I celebrated GBD for its pushback on the scientific nonsense being pushed by the government health agencies.  It made sense that its corollary recommendation would be better but I was not especially invested in that side of the equation.  The main goal was to put public health back into the hands of the public and strip health agencies of their capacity to mandate actions not known to be beneficial.

Luckily so.  Apparently focused protection also was a no goer.  At least in terms of this rather clever piece of analysis.

A key part of The Great Barrington Declaration was the idea of focused protection, “allow those who are at minimal risk of death to live their lives normally to build up immunity to the virus through natural infection, while better protecting those who are at highest risk.” This was a reasonable idea and consistent with past practices as recommended by epidemiologists. In a new paper, COVID in the Nursing Homes: The US Experience, my co-author Markus Bjoerkheim and I ask whether focused protection could have worked.

[snip]

The Centers for Medicaire and Medicaid Services (CMS) has a Five-Star Rating system for nursing homes. The rating system is based on comprehensive data from annual health inspections, staff payrolls, and clinical quality measures from quarterly Minimum Data Set assessments.
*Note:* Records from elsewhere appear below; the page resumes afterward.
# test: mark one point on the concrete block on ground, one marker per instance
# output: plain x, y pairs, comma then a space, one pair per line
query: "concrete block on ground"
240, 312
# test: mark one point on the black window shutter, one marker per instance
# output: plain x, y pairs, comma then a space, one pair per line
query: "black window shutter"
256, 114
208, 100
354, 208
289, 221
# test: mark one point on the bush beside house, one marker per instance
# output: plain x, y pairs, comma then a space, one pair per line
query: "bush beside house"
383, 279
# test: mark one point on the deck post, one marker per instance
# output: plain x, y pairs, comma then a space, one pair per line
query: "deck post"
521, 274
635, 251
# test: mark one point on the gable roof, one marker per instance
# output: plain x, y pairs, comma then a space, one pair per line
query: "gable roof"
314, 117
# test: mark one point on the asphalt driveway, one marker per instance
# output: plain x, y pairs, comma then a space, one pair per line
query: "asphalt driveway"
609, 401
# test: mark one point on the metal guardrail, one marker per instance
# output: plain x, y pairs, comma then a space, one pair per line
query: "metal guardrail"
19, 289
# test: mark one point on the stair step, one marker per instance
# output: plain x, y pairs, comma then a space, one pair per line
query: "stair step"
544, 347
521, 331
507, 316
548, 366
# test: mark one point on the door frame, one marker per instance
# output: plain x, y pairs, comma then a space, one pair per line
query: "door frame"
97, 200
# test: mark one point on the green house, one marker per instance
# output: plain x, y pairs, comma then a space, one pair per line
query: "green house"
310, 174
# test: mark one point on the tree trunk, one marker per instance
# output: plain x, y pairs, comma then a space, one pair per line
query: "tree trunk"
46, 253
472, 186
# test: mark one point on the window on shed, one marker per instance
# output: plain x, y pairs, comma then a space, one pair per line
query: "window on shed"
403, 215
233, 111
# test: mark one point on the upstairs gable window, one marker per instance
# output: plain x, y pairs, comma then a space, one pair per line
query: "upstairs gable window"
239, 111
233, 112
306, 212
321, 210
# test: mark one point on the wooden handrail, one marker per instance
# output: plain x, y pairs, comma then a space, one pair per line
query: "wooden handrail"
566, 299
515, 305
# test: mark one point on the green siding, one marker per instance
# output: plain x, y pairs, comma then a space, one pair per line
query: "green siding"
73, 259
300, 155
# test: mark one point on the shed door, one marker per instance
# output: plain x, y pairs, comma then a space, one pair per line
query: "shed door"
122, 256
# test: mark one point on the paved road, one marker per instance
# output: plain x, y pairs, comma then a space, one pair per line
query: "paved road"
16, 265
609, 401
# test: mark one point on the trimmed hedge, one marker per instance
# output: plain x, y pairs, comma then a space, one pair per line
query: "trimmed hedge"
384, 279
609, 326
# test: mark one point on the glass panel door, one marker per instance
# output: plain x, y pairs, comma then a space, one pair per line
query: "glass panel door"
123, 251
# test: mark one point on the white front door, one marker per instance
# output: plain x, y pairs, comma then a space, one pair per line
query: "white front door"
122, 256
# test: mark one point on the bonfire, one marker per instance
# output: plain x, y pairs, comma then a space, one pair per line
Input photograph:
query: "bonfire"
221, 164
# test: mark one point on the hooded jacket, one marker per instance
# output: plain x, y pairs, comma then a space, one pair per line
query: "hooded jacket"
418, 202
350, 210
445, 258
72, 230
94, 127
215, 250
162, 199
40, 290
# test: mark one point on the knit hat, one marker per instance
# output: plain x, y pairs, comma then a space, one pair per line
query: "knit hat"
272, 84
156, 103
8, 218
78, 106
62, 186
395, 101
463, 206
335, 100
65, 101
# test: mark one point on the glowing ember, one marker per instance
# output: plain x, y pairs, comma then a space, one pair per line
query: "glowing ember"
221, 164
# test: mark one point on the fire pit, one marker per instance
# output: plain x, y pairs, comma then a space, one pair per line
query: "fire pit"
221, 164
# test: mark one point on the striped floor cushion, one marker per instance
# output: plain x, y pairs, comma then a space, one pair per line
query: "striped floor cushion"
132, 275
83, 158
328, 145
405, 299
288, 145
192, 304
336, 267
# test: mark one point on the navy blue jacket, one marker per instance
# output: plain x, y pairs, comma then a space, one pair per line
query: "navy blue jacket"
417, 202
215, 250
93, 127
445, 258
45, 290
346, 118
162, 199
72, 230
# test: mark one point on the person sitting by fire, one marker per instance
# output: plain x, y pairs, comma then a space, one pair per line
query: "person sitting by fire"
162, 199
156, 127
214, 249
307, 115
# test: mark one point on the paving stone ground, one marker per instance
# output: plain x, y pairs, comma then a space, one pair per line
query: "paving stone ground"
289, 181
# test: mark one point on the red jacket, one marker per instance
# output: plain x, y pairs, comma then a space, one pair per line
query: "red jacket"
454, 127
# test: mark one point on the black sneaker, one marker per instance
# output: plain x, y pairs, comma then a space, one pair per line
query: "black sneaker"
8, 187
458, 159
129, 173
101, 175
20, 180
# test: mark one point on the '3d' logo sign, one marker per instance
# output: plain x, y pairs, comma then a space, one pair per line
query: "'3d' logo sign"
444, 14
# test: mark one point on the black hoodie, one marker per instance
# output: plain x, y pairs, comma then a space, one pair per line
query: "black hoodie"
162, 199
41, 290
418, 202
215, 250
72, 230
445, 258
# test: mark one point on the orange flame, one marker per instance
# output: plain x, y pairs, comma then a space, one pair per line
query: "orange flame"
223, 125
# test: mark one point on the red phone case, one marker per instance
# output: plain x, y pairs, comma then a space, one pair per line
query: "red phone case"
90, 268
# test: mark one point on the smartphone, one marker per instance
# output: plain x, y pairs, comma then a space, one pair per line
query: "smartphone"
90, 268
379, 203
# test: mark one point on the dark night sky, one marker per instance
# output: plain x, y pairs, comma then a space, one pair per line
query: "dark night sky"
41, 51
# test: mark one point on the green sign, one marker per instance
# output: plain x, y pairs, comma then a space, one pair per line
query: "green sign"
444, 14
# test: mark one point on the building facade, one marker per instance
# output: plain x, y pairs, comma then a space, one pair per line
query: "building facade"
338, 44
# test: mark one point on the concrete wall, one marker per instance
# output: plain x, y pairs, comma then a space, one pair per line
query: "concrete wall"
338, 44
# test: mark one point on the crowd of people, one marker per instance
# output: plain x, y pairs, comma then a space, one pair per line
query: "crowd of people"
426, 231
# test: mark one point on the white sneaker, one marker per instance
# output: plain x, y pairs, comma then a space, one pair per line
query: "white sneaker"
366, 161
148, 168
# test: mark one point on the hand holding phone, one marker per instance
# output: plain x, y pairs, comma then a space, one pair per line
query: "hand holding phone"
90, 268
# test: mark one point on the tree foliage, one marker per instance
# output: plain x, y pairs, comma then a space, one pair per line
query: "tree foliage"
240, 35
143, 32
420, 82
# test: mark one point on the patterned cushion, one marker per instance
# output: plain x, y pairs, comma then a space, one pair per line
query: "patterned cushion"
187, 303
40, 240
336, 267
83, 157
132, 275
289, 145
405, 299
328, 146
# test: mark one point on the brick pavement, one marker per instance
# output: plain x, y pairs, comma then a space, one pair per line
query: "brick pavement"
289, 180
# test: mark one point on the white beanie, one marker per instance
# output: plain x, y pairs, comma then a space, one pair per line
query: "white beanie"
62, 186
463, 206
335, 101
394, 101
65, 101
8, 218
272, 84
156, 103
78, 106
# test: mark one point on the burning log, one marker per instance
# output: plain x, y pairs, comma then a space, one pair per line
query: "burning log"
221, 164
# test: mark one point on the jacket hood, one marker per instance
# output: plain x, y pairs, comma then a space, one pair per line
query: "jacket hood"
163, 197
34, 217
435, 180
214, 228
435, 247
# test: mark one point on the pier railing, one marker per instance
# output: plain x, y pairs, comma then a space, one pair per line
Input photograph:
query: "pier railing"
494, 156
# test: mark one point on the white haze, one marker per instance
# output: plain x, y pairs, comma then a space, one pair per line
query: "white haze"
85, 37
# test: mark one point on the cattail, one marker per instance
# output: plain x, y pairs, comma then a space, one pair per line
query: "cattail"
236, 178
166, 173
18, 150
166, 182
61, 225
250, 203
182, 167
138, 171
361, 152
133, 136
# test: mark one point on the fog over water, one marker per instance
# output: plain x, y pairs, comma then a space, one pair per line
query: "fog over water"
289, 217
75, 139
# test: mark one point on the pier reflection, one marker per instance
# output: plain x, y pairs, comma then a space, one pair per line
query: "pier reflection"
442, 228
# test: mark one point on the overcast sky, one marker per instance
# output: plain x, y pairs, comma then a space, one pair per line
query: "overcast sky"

The rating system has been validated against other measures of quality, such as mortality and hospital readmissions. The ratings are pre-pandemic ratings. Thus, the question to ask is whether higher-quality homes had better Covid-19 outcomes? The answer? No.

Click through for the data and further discussion.

Now it could well be that the elements which constitute a Five Star rating do not have anything to do with the factors which one would associate with could hygiene and exposure control in a nursing home.  If it is true that the rating has no meaningful correlation with health outcomes, then the measures need to be revisited.

On the other hand, if the rating elements are relevant but there was no difference in the mortality rates between any of the rated institutions, then it suggests that the attributes of Covid-19 were such that there was never a real opportunity for either herd immunity or focused protection.

There will be more studies and more confusion, but this is an interesting outcome.